A holding SVA/ITL/PSL means that the assertion/property has been formally and exhaustively checked and it holds in all possible traces of the design. A failing SVA/ITL/PSL means that a counterexample was found that represents a violation of the intended design behaviour.

Formal Verification compared with Simulation Even if modern test-bench concepts allow for flexible and efficient modeling and sophisticated coverage analysis, Functional verification by simulation is still incomplete, causes high efforts in test-bench design and consumes a deal in simulator run-time.

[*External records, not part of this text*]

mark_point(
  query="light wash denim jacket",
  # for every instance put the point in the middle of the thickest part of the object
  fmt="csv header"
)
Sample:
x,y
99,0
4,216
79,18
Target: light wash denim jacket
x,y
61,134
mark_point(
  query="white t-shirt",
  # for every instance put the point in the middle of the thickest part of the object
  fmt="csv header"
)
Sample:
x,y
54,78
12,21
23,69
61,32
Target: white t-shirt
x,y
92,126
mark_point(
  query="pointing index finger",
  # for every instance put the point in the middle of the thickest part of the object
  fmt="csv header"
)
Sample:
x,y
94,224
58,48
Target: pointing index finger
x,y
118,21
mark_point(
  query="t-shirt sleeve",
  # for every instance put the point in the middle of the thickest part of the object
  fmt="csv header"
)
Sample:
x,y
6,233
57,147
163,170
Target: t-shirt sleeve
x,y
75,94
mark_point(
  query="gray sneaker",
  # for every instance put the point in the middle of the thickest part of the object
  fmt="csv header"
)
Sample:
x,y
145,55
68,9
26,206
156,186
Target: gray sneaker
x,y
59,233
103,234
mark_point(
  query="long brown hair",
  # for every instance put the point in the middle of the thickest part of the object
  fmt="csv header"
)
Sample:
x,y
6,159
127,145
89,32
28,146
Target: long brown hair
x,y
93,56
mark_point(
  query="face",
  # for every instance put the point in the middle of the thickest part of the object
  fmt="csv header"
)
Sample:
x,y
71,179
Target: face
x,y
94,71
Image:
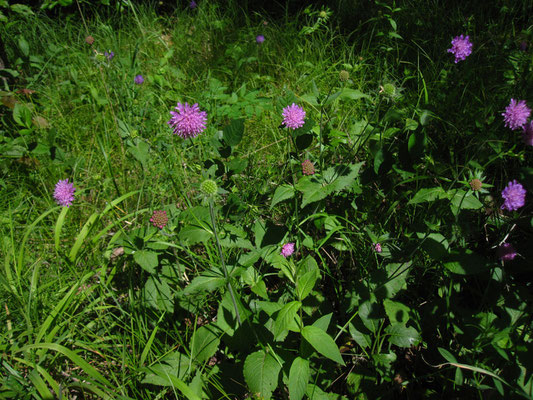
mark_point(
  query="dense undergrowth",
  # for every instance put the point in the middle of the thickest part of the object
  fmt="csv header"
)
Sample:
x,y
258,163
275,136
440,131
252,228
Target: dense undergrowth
x,y
365,250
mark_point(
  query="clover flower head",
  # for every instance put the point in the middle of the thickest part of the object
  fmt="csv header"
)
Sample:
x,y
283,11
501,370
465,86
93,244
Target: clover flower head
x,y
514,196
527,135
287,249
516,114
461,47
293,116
188,121
64,193
506,252
159,219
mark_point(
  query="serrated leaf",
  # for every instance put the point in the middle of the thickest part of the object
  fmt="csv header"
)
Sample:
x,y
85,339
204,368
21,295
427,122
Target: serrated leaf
x,y
402,336
147,260
261,371
322,343
298,378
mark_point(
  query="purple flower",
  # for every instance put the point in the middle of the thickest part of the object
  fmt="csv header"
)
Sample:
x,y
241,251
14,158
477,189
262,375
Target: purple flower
x,y
527,135
514,196
293,116
461,47
64,193
188,121
287,249
506,252
516,114
159,219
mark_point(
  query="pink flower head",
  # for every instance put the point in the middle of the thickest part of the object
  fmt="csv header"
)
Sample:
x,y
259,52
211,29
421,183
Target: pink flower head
x,y
64,193
188,121
461,47
506,252
527,135
293,116
159,219
287,249
516,114
514,196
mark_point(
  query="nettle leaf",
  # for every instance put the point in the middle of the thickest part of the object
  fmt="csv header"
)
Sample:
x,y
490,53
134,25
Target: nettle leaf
x,y
299,375
402,336
283,192
146,259
204,343
261,371
322,343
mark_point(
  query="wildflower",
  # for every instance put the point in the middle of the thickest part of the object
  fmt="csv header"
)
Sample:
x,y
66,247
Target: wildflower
x,y
506,252
308,168
159,219
293,116
476,184
188,121
516,114
461,47
287,249
527,135
64,193
514,195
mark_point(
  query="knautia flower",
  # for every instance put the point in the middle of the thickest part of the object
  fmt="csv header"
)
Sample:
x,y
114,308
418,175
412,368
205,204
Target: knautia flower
x,y
159,219
514,196
287,249
461,47
293,116
516,114
64,193
188,121
506,252
308,168
527,135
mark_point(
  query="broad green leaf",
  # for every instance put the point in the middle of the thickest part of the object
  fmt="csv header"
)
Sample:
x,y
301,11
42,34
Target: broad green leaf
x,y
147,260
298,378
283,192
398,313
402,336
204,343
465,262
286,319
261,371
322,343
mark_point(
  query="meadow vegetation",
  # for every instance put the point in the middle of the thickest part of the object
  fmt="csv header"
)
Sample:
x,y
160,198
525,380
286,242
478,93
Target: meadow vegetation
x,y
338,207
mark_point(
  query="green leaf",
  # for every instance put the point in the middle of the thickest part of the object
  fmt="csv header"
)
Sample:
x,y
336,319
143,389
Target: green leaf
x,y
402,336
261,371
147,260
298,378
322,343
286,320
233,132
283,192
204,343
465,262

Formal methods overcome the insufficiencies of simulation in reliability by proving a design’s behavior and its correct functionality instead of observing selected traces and hunting bugs. They are static and give you 100% coverage. In addition, experience has shown that formal techniques not only improve verification quality, but also can reduce the verification effort and time and also a quick and thorough module verification

Limitations of formal property checking- Formal Methods are limited in complexity, time and gates. There are ways to cope with such issues. But, it makes verification cumbersome and leads to loss of efficiency. And, lowering the level of abstraction too much always holds the risk of rewriting RTL by properties.

  • Verifying complete transactions, transfers For formal property checking, the behaviours that leads to a certain sequential depth being too large to fit into a single proof window.

  • Verifying Algorithms Algorithms incorporate sources of complexity issues, e.g. multiplications. Moreover, an algorithm will not be verifiable without breaking it down to single operational parts.

Typical Targets The logics which can be easily verified using formal verification are, Decoders, Arbiters, FIFOs, Stacks, Timer, Counters, Interrupt Control Unit, DMA Controller, hand shaking mechanisms, Bit serial protocol circuits, Error-Recovery,-Detection,-Correction, Processor Pipelines (data sequence management, forwarding, write back), Network-On-Chip (Interconnect System, Bus Bridges, cmd Translation), Connectivity proofs (Test logic wiring, Pad control logic) etc.

Conclusion Formal property checking can be used starting from the RTL development Stage and then to IP verification and finally to SoC integration. It is quite easy for the designers to use it while developing RTL, as it does not require any other testbench environment. The same assertions can be used in the later stage for verification engineers as well. For IP verification, this can used to find corner case bugs which cannot be caught in simulation. In SoC level this is used mainly for connectivity verification and pad multiplexing etc.

Major EDA players in this area are OneSpin Solutions (OneSpin), Cadence (Incisive Formal Verifier) and Jasper. The formal technology is extensively used in the industry now and experience from different projects shown that, this helps you to get bug free silicon.